Tokens and Lexemes.tex

% Uncomment for handout
\def\HANDOUT{}


\ifdefined\HANDOUT
\documentclass[handout]{beamer}
\usepackage{pgfpages}
\pgfpagesuselayout{4 on 1}[letterpaper,landscape,border shrink=5mm]
\else
\documentclass{beamer}
\fi

\mode<presentation>
{
  \usetheme{Warsaw}
  \definecolor{sered}{rgb}{0.78, 0.06, 0.18}
  \definecolor{richblack}{rgb}{0.0, 0.0, 0.0}
  \setbeamercolor{structure}{fg=sered,bg=richblack}
  %\setbeamercovered{transparent}
}


\usepackage[english]{babel}
\usepackage[latin1]{inputenc}
\usepackage{times}
\usepackage[T1]{fontenc}
\usepackage{tikz}
\usepackage{graphicx}
\usepackage[export]{adjustbox}
\usepackage{fancyvrb}
\usepackage{amsmath}
\usepackage{amssymb}
\usepackage{esvect}

\makeatletter
\newcommand{\imagesource}[1]{{\centering\hfill\break\hbox{\scriptsize Image Source:\thinspace{\tiny\itshape #1}}\par}}
\newcommand{\image}[3][\@nil]{%
        \def\tmp{#1}%
        \begin{center}
        \ifx\tmp\@nnil
            \includegraphics[max height = 0.55\textheight, max width = \textwidth]{images/#2}
        \else
            \includegraphics[max height = 0.50\textheight, max width = \textwidth]{images/#2}
            \linebreak
            #1
        \fi
        \linebreak
        {\tiny Image Source:\thinspace{\tiny #3}}
        \end{center}
}

\newenvironment{code}{%
 \VerbatimEnvironment
 \begin{adjustbox}{max width=\textwidth, max height=0.7\textheight}
 \begin{BVerbatim}
  }{
  \end{BVerbatim}
 \end{adjustbox}
}


\newenvironment{scaled}{%
 \begin{adjustbox}{max width=\textwidth, max height=0.7\textheight}
 }{
 \end{adjustbox}
}

\title{Tokens and Lexemes}


\author{Robert Lowe}

\institute[Southeast Missouri State University] % (optional, but mostly needed)
{
  Department of Computer Science\\
  Southeast Missouri State University
}

\date[]{}
\subject{}

\pgfdeclareimage[height=1.0cm]{university-logo}{images/semo-logo}
\logo{\pgfuseimage{university-logo}}


\AtBeginSection[]
{
  \begin{frame}<beamer>{Outline}
    \tableofcontents[currentsection]
  \end{frame}
}


\begin{document}

\begin{frame}
  \titlepage
\end{frame}

\begin{frame}{Outline}
  \tableofcontents
\end{frame}


% Structuring a talk is a difficult task and the following structure
% may not be suitable. Here are some rules that apply for this
% solution: 

% - Exactly two or three sections (other than the summary).
% - At *most* three subsections per section.
% - Talk about 30s to 2min per frame. So there should be between about
%   15 and 30 frames, all told.

% - A conference audience is likely to know very little of what you
%   are going to talk about. So *simplify*!
% - In a 20min talk, getting the main ideas across is hard
%   enough. Leave out details, even if it means being less precise than
%   you think necessary.
% - If you omit details that are vital to the proof/implementation,
%   just say so once. Everybody will be happy with that.
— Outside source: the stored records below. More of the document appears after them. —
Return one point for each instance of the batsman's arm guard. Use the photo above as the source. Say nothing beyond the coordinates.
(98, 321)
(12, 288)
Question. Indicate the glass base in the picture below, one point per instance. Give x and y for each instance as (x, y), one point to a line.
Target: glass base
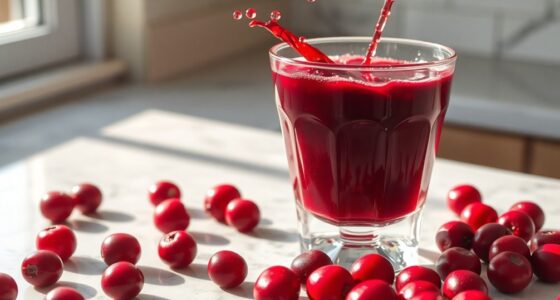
(397, 241)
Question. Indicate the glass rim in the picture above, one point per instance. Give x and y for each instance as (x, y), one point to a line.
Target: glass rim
(273, 52)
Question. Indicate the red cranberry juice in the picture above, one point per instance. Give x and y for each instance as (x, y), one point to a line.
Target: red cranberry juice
(360, 153)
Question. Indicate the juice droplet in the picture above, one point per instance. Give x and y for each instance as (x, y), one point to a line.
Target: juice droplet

\section{Tokens and Lexemes}
\begin{frame}{Lexical Elements}
    \begin{block}{Tokens vs Lexemes}
        A {\bf token} is a generalization, like a category. A {\bf lexeme} is a specific string.
        One token may match several lexemes.
    \end{block}
    \begin{description}
        \item[Token] -- Representation/Label of an element of a lexical element.
        \item[Lexeme] -- The actual sequence of characters which make up the lexical element.
    \end{description}
\end{frame}

\begin{frame}{Lexical Element Information}
    A lexical analyzer (lexer) provides a stream of tokens to the parser. The parser often
    needs additional information to do its work:
    \begin{itemize}
        \item {\bf Token} -- An easily comparable representation of a token.
        \item {\bf Lexeme} -- The specific string which was matched to the token.
        \item {\bf Value} -- In some cases, for example literal values, the lexer
            provides the concrete value of the lexeme. 
        \item {\bf Line, Column} -- The location of the start of the lexical element in the 
            source code. Useful for error reporting.
    \end{itemize}
\end{frame}

\begin{frame}[fragile]{Example Lexical Elements}
\begin{code}
  while( x < 11 ) 
\end{code}

\vspace{1cm}

\begin{code}
Lexeme(token=<Token.WHILE: 12>, lex='while', value='while', line=7, col=3)
Lexeme(token=<Token.LPAREN: 3>, lex='(', value='(', line=7, col=8)
Lexeme(token=<Token.IDENTIFIER: 23>, lex='x', value='x', line=7, col=10)
Lexeme(token=<Token.LT: 13>, lex='<', value='<', line=7, col=12)
Lexeme(token=<Token.INTNUM: 21>, lex='10', value=10, line=7, col=14)
Lexeme(token=<Token.RPAREN: 4>, lex=')', value=')', line=7, col=17)
\end{code}
\end{frame}

\section{Designing a Lexical Analyzer}
\begin{frame}[fragile]{Representing Tokens}
\begin{columns}
\column{0.6\textwidth}
    \begin{itemize}
        \item Tokens can simply be distinct integers.
        \item Enumerated constants provide meaningful labels to the integers.
        \item Python's \texttt{Enum} class from the \texttt{enum} module provides additional capabilities, such as the ability to easily print a token's name.
        \item We usually add two additional tokens: \texttt{INVALID} and \texttt{EOF}
    \end{itemize}
\column{0.4\textwidth}
\begin{block}{Toy C's Tokens}
\begin{code}
class Token(Enum):
    INVALID = auto()
    EOF = auto()
    LPAREN = auto()
    RPAREN = auto()
    COMMA = auto()
    LBRACE = auto()
    RBRACE = auto()
    SEMI = auto()
    REAL = auto()
    INT = auto()
    EQUAL = auto()
    WHILE = auto()
    LT = auto()
    PLUS = auto()
    MINUS = auto()
    TIMES = auto()
    DIV = auto()
    DIGIT = auto()
    LETTER = auto()
    DOT = auto()
    INTNUM = auto()
    REALNUM = auto()
    IDENTIFIER = auto()

\end{code}
\end{block}
\end{columns}
\end{frame}

\begin{frame}[fragile]{Representing Lexical Elements}
\begin{block}{Toy C's Lexical Element}
\begin{code}
Lexeme = namedtuple("Lexeme", ("token", "lex", "value", "line", "col"))
...
self.cur_tok = Lexeme(Token.IDENTIFIER, s, s, line, col)
\end{code}
\end{block}

\begin{itemize}
    \item A lexical element is usually a heterogeneous data structure.
    \item Typically we desire these to be {\bf immutable}.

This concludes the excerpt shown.